Tony was referring to a version of the Cabir virus that turned up in two Nokia 6600s on display in a store in Santa Monica. The infestation is believed to be the first sighting in the United States of a virus that previously had been spotted in the UK, China and at least eight other countries.
Early versions of Cabir mischievously drained phone batteries. Later variants now target phones with the Symbian and Microsoft operating systems, destroying files and forcing handsets to dial premium numbers.
While the cellular industry has been focused on fancier, multi-purpose phones; building market share, and developing faster networks, it largely has overlooked the seemingly obvious problem of data security.

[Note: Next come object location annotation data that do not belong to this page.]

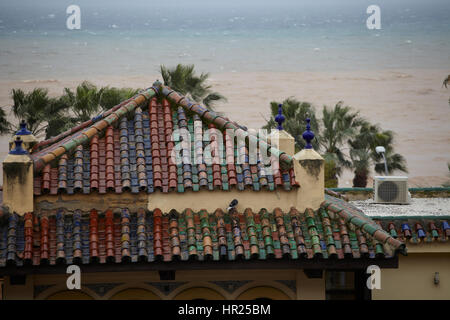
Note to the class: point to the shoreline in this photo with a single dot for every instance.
(411, 102)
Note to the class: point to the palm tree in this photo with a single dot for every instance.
(447, 184)
(360, 163)
(84, 103)
(36, 108)
(446, 81)
(183, 79)
(363, 154)
(295, 113)
(395, 161)
(5, 125)
(339, 124)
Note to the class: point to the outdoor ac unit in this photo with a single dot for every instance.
(391, 189)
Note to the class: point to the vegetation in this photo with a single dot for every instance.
(51, 116)
(343, 137)
(447, 184)
(183, 79)
(446, 83)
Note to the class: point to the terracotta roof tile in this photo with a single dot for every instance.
(135, 156)
(105, 237)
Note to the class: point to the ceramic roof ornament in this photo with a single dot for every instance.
(279, 118)
(308, 135)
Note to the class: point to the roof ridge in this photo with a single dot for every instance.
(221, 122)
(428, 217)
(83, 132)
(77, 128)
(353, 215)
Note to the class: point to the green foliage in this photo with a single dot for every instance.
(343, 137)
(447, 184)
(339, 124)
(36, 108)
(183, 79)
(84, 103)
(55, 115)
(5, 126)
(331, 180)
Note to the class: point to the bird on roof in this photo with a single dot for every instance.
(446, 81)
(232, 206)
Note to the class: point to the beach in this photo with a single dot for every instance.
(410, 102)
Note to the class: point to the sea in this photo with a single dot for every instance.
(136, 37)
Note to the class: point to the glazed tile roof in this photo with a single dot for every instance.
(337, 230)
(417, 229)
(129, 148)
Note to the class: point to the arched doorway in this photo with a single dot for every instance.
(199, 293)
(135, 294)
(70, 295)
(263, 292)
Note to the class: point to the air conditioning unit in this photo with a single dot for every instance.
(391, 189)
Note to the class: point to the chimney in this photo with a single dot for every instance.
(18, 179)
(310, 174)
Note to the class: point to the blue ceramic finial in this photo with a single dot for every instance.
(279, 118)
(308, 135)
(23, 131)
(18, 150)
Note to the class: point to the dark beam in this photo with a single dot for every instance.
(315, 264)
(313, 273)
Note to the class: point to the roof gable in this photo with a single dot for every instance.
(129, 148)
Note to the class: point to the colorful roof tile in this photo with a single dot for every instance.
(336, 230)
(132, 152)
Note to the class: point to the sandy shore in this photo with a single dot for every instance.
(412, 103)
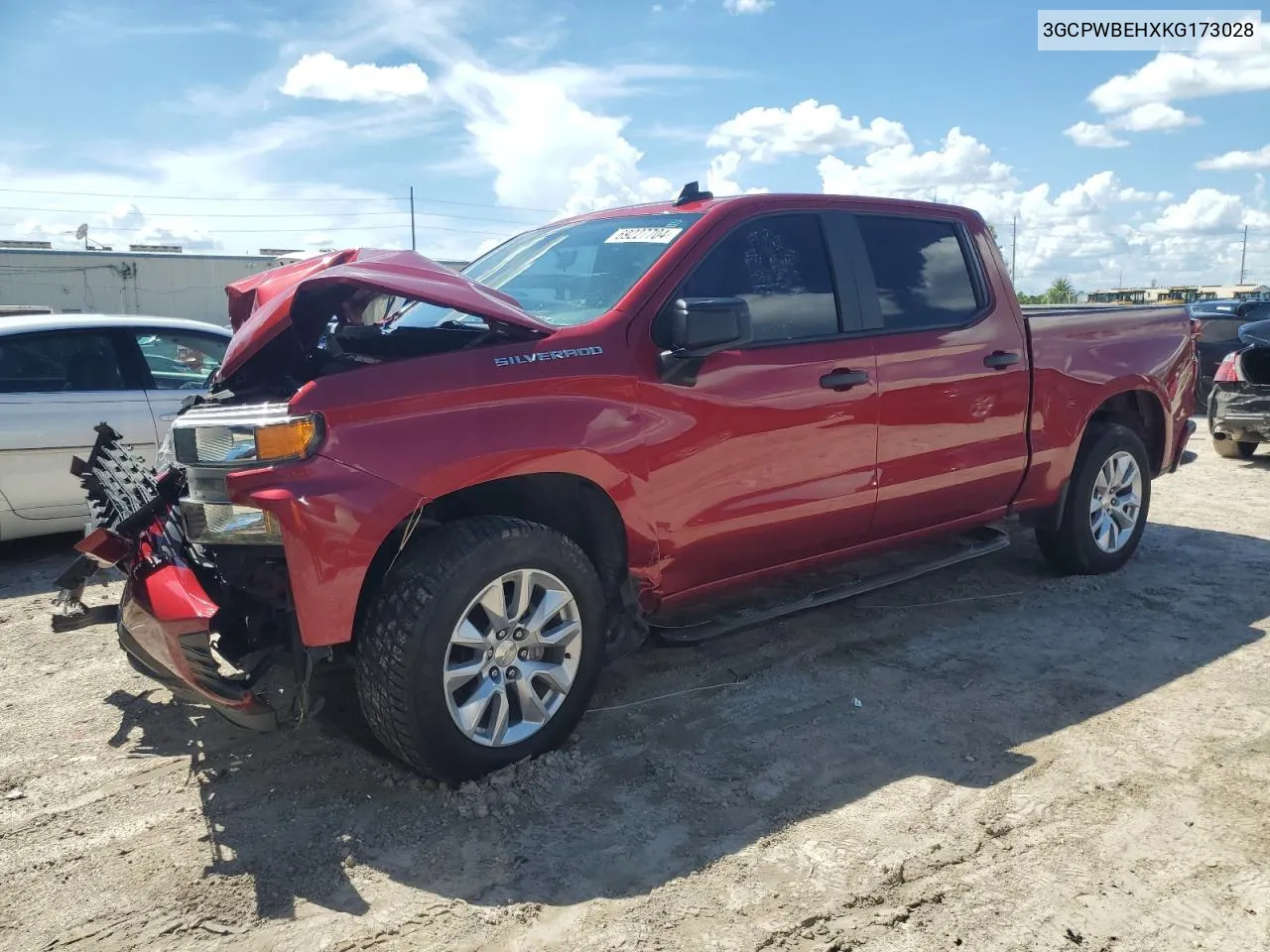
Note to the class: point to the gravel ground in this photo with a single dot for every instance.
(1051, 765)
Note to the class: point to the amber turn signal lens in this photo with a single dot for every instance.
(285, 440)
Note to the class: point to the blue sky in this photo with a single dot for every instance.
(232, 126)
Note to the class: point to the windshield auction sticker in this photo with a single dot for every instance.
(648, 236)
(1216, 31)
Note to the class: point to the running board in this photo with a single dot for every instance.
(973, 544)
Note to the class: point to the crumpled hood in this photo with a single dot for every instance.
(261, 306)
(1256, 333)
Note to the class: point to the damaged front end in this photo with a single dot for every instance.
(1238, 408)
(213, 630)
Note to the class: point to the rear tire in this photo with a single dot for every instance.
(1075, 546)
(1233, 449)
(429, 660)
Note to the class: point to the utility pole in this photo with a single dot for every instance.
(1243, 255)
(1014, 246)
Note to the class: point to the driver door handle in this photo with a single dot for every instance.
(1000, 359)
(843, 380)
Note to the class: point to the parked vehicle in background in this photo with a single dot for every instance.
(1238, 405)
(62, 375)
(597, 430)
(1219, 333)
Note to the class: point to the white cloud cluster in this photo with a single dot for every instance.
(1142, 100)
(545, 149)
(1207, 71)
(1148, 117)
(765, 135)
(1237, 160)
(1091, 135)
(326, 76)
(1087, 232)
(742, 7)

The next-generation EDGE (Enhanced Data Rates for Global Evolution) cellular platform can deliver data three times faster than a state-of-the-art GSM/GPRS network. But EDGE systems have several security holes, including unauthenticated base stations and no native support for encryption capabilities, according to SC Magazine. Although it is possible to secure mobile transmissions with 64-128 bit encryption, the slow transmission rate will gum up downloads.
Beyond Cabir, the Symbian and Microsoft operating systems are susceptible to such malware as Skull Trojan, Mosquito Trojan, Brador Trojan, Lasco Worm and several more. Doubtless, the list will continue to grow.
Augmented with web, music and video capabilities, cell phones in the future have the potential to become the medium of choice for instantaneous and individualized entertainment and information. But content creators won't turn loose their wares on a leaky network.
Insecure cellular networks also will kill the idea of loading credit card and other valuable information on cell phones to enable instant commerce.
Solve the security problems, and there is a lot of money to be made. Seems like the guys writing the viruses ought to wise up and switch sides.